Clicking on one of the pool names presents the following selectable options in the task pane:

  • Processor Resources
  • Memory Resources
  • General Pool Properties
  • Compliance Information
  • View Pool History Log

The Processor Resources option serves as the primary dashboard (panel) for mobile processor allocations within the pool. It displays a summary of the mobile processor resources for the entire pool, showing mobile processor counts for total in pool, in use and available. Detailed processor information is also provided for each server in the pool. This includes the number of processors installed in each server along with the quantity of non-mobile activations (these could be permanent or elastic on/off CoD) and the quantity of active mobile activations for that server. The Memory Resources tab provides a similar dashboard for installed, allocated, and available memory.

Adding and Removing Mobile Resources

The Processor Resources panel shows an additional column titled Active Mobile CoD Proposed. This column lists proposed changes to the mobile processor allocations for each server in the pool. If no changes are pending, the Active Mobile CoD and Active Mobile CoD Proposed counts will be the same for each server in the pool. In the Active Mobile CoD Proposed column, an Edit button for each server in the pool leads you to an input window that lets you make changes to the Active Mobile CoD Proposed counts. Increasing the proposed count will redirect mobile processor activations to the selected server.
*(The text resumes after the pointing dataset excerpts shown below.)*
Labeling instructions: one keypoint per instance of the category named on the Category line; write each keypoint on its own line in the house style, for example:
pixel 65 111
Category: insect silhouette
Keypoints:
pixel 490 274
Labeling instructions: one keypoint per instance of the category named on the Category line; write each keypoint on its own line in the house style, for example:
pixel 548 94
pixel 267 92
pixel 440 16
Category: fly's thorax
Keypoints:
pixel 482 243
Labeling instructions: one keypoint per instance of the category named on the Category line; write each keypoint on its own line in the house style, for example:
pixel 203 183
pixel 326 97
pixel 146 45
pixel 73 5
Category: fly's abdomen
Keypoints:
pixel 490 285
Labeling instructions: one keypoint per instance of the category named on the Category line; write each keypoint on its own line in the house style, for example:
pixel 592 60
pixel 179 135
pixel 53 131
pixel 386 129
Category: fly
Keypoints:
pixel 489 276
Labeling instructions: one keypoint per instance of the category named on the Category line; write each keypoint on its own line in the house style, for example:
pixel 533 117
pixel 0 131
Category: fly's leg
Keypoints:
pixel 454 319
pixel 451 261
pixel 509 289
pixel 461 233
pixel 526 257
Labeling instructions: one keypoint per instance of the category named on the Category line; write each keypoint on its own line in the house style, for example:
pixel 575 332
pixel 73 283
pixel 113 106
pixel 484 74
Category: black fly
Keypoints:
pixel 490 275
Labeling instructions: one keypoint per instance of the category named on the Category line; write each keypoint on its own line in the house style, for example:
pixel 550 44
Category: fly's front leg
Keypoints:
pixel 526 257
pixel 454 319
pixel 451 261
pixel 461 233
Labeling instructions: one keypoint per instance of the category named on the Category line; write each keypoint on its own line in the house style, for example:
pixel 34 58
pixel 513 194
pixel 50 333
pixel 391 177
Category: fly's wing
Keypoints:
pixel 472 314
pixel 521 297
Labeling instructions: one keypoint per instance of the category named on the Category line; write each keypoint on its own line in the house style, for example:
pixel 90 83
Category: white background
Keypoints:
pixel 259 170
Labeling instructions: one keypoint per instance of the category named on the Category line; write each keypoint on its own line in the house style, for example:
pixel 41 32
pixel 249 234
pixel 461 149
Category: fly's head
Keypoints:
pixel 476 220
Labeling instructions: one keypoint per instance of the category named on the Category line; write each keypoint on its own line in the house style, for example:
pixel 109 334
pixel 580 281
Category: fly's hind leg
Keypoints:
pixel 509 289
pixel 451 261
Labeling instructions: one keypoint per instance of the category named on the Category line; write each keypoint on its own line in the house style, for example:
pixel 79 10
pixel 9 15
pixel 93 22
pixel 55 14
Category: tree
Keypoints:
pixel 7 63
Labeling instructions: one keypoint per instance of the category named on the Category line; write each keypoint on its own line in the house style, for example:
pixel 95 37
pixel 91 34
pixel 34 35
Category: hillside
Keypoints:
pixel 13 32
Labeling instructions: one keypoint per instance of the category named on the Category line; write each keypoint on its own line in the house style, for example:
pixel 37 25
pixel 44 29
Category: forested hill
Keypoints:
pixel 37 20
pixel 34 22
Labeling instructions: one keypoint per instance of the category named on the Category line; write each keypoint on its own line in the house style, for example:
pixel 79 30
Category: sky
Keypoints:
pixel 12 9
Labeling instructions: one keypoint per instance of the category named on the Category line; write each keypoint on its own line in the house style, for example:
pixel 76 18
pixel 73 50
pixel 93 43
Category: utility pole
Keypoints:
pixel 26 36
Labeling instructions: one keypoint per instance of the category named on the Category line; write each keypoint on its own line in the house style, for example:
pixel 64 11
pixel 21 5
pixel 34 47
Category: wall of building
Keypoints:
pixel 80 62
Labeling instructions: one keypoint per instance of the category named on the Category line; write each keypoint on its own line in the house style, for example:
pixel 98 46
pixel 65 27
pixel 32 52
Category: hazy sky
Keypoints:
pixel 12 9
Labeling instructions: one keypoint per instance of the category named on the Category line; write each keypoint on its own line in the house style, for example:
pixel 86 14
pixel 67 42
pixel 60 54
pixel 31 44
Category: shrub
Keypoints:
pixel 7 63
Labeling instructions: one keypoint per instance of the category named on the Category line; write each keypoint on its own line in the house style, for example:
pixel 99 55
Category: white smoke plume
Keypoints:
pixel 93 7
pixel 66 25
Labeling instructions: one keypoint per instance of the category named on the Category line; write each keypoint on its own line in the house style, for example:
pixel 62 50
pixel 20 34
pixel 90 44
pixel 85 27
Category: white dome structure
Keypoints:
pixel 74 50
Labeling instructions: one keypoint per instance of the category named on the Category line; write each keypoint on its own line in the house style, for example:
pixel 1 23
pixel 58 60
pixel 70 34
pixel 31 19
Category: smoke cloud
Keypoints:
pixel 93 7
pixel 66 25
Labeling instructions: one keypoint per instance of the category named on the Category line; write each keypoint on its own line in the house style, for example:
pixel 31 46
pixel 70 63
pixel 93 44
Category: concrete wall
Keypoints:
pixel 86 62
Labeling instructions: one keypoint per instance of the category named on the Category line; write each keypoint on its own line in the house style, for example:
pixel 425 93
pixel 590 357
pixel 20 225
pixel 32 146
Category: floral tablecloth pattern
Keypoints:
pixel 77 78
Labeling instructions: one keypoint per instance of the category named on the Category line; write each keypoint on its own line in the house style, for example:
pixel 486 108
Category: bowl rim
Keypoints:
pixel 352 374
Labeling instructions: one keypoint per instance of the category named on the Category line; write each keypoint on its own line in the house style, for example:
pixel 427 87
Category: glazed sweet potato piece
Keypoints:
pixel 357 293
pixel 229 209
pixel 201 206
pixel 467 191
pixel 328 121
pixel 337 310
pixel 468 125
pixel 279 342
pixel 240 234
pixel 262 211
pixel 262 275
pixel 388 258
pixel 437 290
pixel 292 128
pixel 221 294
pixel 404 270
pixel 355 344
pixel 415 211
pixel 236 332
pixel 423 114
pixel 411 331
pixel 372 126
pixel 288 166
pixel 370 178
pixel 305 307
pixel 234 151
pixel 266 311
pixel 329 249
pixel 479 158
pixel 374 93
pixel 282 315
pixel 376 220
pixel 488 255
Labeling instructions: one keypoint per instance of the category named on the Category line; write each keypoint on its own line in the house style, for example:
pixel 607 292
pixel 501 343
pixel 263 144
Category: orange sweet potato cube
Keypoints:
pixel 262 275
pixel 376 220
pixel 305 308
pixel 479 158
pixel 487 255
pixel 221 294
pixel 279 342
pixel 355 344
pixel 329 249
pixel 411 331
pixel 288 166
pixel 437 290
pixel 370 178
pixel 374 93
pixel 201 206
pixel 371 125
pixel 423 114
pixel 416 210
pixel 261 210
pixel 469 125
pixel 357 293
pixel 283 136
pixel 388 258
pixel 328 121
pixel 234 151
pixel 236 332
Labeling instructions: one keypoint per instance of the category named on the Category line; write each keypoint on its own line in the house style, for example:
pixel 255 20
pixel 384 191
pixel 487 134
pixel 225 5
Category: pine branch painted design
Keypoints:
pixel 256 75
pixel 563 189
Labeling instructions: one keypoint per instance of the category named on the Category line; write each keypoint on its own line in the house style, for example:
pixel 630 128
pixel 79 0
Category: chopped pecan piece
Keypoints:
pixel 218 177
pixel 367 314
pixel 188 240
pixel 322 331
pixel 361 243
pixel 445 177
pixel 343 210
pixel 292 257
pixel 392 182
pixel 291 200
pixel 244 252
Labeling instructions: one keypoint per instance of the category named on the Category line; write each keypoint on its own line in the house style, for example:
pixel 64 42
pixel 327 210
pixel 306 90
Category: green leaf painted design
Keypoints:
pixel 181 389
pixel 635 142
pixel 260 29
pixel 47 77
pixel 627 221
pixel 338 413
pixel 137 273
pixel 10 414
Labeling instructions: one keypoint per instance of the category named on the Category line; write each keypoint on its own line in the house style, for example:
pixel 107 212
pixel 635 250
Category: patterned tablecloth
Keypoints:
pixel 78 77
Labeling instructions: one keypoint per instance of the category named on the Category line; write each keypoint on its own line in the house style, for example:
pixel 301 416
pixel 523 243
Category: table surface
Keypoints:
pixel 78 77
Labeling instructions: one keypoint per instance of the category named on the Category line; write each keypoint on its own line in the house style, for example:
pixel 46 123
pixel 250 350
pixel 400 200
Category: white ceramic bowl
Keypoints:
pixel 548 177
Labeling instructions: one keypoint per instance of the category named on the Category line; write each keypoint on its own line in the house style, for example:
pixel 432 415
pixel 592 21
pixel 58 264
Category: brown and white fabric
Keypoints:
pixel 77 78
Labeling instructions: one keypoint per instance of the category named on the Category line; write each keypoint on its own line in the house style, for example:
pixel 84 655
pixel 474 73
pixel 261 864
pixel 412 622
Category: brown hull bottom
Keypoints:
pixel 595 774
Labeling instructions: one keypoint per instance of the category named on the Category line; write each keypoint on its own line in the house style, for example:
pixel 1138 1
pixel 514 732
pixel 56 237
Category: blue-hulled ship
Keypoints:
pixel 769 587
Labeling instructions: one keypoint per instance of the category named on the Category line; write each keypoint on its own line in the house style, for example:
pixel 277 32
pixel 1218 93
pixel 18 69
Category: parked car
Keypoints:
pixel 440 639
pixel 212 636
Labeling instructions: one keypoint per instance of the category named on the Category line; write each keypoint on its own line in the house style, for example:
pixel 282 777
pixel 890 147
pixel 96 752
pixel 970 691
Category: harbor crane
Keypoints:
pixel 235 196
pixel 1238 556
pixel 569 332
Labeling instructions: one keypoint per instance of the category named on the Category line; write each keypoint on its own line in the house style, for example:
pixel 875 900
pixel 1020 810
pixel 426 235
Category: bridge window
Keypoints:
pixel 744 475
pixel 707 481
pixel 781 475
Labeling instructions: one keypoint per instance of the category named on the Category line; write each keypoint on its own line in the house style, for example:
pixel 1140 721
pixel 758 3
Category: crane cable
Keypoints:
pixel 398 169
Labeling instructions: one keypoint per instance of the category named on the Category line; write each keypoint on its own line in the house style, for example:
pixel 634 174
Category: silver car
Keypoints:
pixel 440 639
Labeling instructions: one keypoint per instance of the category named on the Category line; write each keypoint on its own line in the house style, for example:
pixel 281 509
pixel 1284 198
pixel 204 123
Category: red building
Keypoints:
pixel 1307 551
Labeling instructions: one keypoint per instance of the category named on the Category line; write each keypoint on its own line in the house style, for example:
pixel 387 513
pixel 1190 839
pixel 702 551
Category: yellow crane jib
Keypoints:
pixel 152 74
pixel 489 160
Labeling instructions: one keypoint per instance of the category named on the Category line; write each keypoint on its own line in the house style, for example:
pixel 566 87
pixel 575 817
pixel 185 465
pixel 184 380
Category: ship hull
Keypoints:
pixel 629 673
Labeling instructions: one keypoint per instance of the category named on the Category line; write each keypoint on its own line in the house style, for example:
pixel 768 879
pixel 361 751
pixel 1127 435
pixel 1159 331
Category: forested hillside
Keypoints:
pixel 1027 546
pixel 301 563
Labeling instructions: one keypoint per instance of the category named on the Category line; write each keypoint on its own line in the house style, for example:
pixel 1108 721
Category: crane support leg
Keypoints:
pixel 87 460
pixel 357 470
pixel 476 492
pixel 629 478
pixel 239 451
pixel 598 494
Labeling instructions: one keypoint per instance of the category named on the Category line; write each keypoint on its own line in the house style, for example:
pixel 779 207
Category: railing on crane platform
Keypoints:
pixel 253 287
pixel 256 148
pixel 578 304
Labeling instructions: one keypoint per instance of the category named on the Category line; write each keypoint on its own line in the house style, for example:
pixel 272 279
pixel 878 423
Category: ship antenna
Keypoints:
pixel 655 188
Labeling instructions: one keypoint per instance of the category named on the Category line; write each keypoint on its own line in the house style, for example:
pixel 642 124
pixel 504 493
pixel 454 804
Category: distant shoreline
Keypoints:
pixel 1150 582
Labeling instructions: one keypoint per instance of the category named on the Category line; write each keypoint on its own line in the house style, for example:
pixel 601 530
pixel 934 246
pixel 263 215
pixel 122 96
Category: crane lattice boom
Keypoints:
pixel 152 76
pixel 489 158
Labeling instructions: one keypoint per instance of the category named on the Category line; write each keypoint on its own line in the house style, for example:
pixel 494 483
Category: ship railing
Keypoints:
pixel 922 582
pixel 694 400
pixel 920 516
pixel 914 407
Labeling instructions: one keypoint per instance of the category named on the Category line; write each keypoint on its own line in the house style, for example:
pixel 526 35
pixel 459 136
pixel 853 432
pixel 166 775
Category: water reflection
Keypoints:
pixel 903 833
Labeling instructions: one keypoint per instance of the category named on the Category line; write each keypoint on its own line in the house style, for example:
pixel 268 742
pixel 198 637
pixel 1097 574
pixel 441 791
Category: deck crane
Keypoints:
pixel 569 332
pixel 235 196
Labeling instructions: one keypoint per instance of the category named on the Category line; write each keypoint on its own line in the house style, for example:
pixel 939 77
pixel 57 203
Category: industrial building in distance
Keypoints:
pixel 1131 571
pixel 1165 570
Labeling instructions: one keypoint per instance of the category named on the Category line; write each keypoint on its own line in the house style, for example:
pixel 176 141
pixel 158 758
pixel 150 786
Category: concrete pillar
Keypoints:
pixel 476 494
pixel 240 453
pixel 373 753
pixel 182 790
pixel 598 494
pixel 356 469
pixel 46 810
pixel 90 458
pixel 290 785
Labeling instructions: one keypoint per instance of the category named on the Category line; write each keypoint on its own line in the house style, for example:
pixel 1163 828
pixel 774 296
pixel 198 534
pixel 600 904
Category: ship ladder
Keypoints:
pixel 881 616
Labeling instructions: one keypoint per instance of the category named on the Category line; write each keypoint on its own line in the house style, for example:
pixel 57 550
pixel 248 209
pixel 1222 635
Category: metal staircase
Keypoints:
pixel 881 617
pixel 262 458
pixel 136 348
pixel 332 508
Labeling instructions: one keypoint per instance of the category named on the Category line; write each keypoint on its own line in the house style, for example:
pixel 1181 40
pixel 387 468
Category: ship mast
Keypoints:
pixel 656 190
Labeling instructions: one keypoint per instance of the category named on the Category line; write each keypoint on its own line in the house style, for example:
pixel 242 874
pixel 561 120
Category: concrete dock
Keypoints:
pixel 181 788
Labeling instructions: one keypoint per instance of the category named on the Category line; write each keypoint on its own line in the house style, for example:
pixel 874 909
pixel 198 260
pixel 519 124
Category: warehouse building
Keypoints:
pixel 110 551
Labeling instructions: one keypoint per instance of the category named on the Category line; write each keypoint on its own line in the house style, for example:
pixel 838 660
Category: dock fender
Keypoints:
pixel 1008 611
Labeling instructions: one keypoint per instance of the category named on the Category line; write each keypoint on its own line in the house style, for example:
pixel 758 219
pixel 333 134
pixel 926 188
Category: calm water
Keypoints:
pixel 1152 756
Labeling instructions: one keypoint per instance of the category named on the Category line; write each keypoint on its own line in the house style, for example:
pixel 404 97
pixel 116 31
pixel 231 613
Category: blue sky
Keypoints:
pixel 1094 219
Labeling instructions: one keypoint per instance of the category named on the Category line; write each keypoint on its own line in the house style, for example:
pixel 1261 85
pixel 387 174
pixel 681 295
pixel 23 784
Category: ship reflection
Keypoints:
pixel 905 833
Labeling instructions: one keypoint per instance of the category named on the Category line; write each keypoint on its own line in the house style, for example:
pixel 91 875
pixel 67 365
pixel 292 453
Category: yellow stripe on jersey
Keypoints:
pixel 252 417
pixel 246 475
Note that the server will need to have unallocated CoD processor resources available to make use of additional mobile activations. Decreasing the Active Mobile CoD Proposed count will remove mobile processor activations from the selected server. The hypervisor won’t forcefully remove mobile activations from a server. You’ll need to be sure that that the LPAR definitions for the server are configured so that the mobile processor allocations can be removed from that server’s shared processor pool. Similar operations apply to mobile memory allocations.

Operational Compliance

Under normal conditions, the Processor Resources panel will show a compliance status of In Compliance. It’s possible, for short periods of time, to overcommit the total quantity of mobile processor activations. This may be needed for Live Partition Mobility (LPM) events. When using LPM to move an LPAR from one server to another, you must activate processor and memory resources available on the target server that are equal to the size of the LPAR on the source server. The concept of overcommitment allows you to allocate mobile resources to the target server, potentially exceeding the total quantity of mobile resources within the pool. If the quantity of mobile processor activations exceeds that total configured for the pool, the pool is considered to be overcommitted. There’s a 24-hour grace period for overcommitted resources. After the LPM event is finished, you can remove mobile resources from the source server and no longer be in an overcommitted situation. If the grace period expires for any of the servers in the pool, the pool is marked Out of Compliance. When servers are in an Out of Compliance state, you can only assign mobile processors to the servers that have unreturned mobile processor allocations. This is how you get the pool back to an In Compliance state. Compliance for mobile memory activations follows the same process.

Adding or Removing Servers From the Pool

After the initial pool is created, you may want to add additional servers to it. The list of servers to be added must be submitted to IBM so that a new XML configuration file can be generated. If you want to remove a server from the pool, all mobile activations that were purchased with that server must be returned to it, prior to its removal from the pool. You would then submit server serial numbers to IBM so that a new XML file can be generated for the pool.

Planning for the Use of Power Enterprise Pools

Having knowledge of how Power Enterprise Pools are configured and modified can help you plan for the sizing and use of mobile activations within your enterprise. The grace period is helpful for LPM events and unplanned computing peaks. For unplanned peaks, you can immediately assign mobile processor and memory activations to the server in need. The grace period provides time to later decide where to take resources from to maintain an In Compliance state.